Saturday, October 29, 2011

Asleep at the Wheel, Western Swing, and Route 66

By Richard K. Barry

Music on Saturday @ The Reaction

It would be easy to post music clips quickly recognizable to everyone. Nothing wrong with the stuff everyone knows. But there is so much music out there less well known, obviously. And it's not that my musical interests are necessarily broader than anyone else's, but I've come upon a few things in my life that you won't likely hear on the radio, unless it's public radio as part of a themed program late one weekend evening. I can almost hear some breathless NPR announcer telling us all about the anthropology of southern music.

One group I was introduced to over twenty years ago, while driving through Texas to attend the annual Kerrville Folk Festival near Austin, was Asleep at the Wheel.
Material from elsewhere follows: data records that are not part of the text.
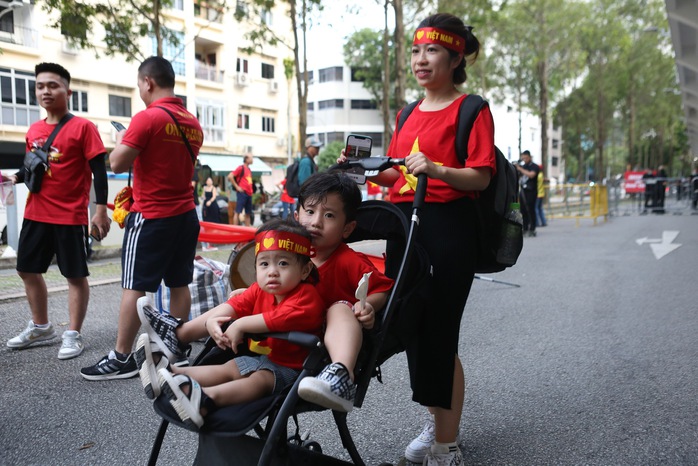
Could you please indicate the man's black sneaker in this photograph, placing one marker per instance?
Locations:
(110, 368)
(161, 329)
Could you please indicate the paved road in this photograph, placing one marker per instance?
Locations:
(591, 361)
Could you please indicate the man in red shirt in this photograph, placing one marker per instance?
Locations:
(162, 228)
(241, 179)
(56, 217)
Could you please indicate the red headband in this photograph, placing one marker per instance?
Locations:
(441, 37)
(273, 240)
They'd probably be categorized as a country music group, but they also play some stuff in the tradition of Western Swing or Texas Swing, most usually associated with Bob Wills & His Texas Playboys.

What little I know of Western Swing I like.

The closest Asleep at the Wheel came to a hit was with "The Letter that Johnny Walker Read," which peaked at No. 10 on the Billboard country charts in 1975. Lest you think they are not heavy hitters, though, they have won nine Grammy awards since their inception in 1970.